The Role & Ethical Impact of Information Technology in the Distribution of Corporate Information

Christine Mallin and Sue Newell


Information technology has a key role to play in the distribution of corporate information. Increasingly companies are using the Internet as a means of distributing information to their shareholders and other groups. Already many companies have Internet sites which contain information about their company and products. There is an ongoing debate about whether companies should distribute information about their annual general meetings via the Internet and whether if this is done, it would disadvantage private shareholders, who may not have internet access.

In this paper, we look at this area from two viewpoints. Firstly we look at the type of information that companies disseminate via the Internet, what additional information might be made available, and what barriers, legal or otherwise, may need to be overcome. Secondly, we examine the ethical dimensions to the use of the Internet for distribution of corporate information, for whilst opportunities are created, there are also important ethical dimensions to consider, for example, whether provision of information is equitable for all investors/stakeholders, or whether some are denied access to information whether on economic, logistical, or some other grounds.

In the UK, and many partner EC countries, there are a number of existing legal impediments which effectively prohibit the full utilisation of electronic commerce facilities. For example, existing legal requirements may stipulate documents as hard copy and there is doubt also as to whether an electronic signature is necessarily valid, or whether the signature must be in “writing”. In the UK, for example, there is currently doubt over whether the Companies Act 1985 permits companies to send documents to shareholders by electronic means. In some cases, such as the sending of accounts and reports, the Act clearly does not permit documents to be sent, and in other cases it is doubtful. For example, a copy of the company’s annual accounts, together with a copy of the directors’ report, and the auditors’ report, must be sent to every member of the company, every holder of the companies’ debentures, and every person entitled to receive notice of general meetings. The conventional interpretation is that “copy” implies a hard copy, since there is no provision in the Companies Act specifically enabling delivery in non-legible form.

Proposed changes to UK corporate law may enable any document which the Act requires the company to transmit physically to members to be sent, where the member has so agreed, to a fax number, or electronic address, nominated by the member. This would enable the report and accounts, the notice of meeting, and subject to EC constraints, other corporate actions to be communicated electronically. Similarly there is a proposal that a company may place any company communication required by the Act on a web-site or other electronic site accessible to members.

However in some cases it is a requirement of EC law that documents be transmitted in written form. This is the case, for example, in relation to pre-emption rights under the EC Second Company Law Directive (77/91/EEC). Any general power which is formulated will, therefore, be subject to certain specific derogations required by EC law.
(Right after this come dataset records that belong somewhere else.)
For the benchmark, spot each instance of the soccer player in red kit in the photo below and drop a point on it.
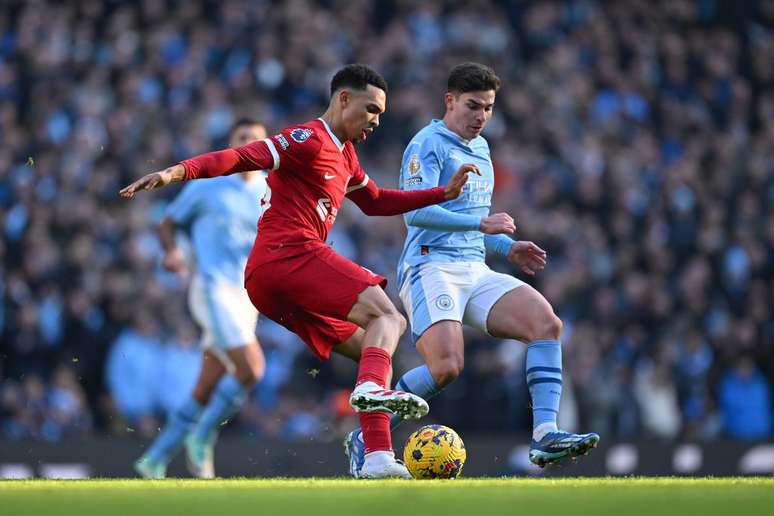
(297, 280)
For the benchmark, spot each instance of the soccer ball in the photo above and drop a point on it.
(434, 451)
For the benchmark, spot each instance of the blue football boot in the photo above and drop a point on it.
(558, 445)
(354, 447)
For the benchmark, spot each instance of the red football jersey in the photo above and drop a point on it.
(310, 173)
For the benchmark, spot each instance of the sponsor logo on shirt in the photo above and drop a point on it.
(300, 135)
(283, 141)
(414, 164)
(444, 302)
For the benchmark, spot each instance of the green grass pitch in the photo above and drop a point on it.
(342, 497)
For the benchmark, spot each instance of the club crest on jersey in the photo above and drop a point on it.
(283, 141)
(300, 135)
(414, 164)
(444, 302)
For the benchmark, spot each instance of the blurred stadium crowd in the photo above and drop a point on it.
(634, 140)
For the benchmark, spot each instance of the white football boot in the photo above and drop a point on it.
(370, 397)
(382, 464)
(199, 457)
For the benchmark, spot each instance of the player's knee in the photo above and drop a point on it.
(402, 324)
(549, 327)
(396, 320)
(249, 375)
(447, 370)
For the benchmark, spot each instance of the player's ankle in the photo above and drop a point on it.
(378, 457)
(542, 429)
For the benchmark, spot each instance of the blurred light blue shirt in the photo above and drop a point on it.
(221, 216)
(431, 159)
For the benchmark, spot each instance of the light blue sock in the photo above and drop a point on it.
(417, 381)
(544, 379)
(179, 423)
(228, 397)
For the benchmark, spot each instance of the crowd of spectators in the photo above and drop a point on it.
(634, 140)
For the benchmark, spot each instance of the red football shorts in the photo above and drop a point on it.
(311, 294)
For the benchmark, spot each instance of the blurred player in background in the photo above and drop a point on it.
(221, 218)
(296, 279)
(445, 283)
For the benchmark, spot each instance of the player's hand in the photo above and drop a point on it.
(497, 223)
(174, 261)
(528, 257)
(154, 180)
(458, 180)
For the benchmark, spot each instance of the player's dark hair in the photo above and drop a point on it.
(358, 77)
(242, 122)
(467, 77)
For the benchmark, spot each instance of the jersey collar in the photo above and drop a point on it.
(444, 128)
(333, 136)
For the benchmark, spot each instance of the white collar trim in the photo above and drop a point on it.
(333, 136)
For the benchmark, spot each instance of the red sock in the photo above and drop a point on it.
(375, 367)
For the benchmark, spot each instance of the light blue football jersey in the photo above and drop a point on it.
(221, 216)
(431, 159)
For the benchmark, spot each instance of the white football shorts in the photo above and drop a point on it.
(224, 312)
(461, 291)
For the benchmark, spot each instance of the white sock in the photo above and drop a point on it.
(541, 430)
(379, 457)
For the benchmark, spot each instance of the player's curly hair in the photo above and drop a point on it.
(358, 77)
(244, 121)
(467, 77)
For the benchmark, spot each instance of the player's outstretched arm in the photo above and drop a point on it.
(154, 180)
(253, 156)
(528, 257)
(373, 200)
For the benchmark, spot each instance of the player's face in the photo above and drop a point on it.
(245, 134)
(468, 113)
(360, 111)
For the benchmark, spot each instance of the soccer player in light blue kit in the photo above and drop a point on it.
(221, 217)
(445, 283)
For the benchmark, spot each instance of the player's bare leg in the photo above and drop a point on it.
(383, 325)
(524, 314)
(210, 374)
(443, 350)
(153, 463)
(245, 365)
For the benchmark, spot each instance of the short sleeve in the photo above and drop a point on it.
(421, 166)
(294, 147)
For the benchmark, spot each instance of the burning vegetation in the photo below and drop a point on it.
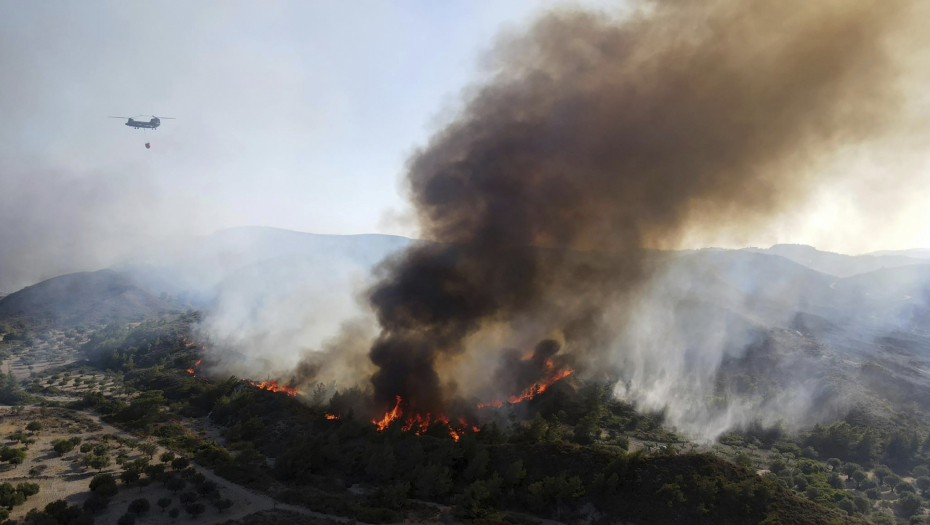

The wide ranging review of company law in the U.K. and the significant amendments to the rules and regulations governing electronic communications which are likely to result are fully discussed. These changes will empower companies to utilise e-commerce to a much greater extent. We examine the significance of these proposed changes particularly in respect of the implications for individual as opposed to “group” users of such information.

This paper has the advantage of two perspectives: both an ethical viewpoint incorporating knowledge and innovation process, and a governance viewpoint incorporating the practicalities of corporate information dissemination in an information technology context.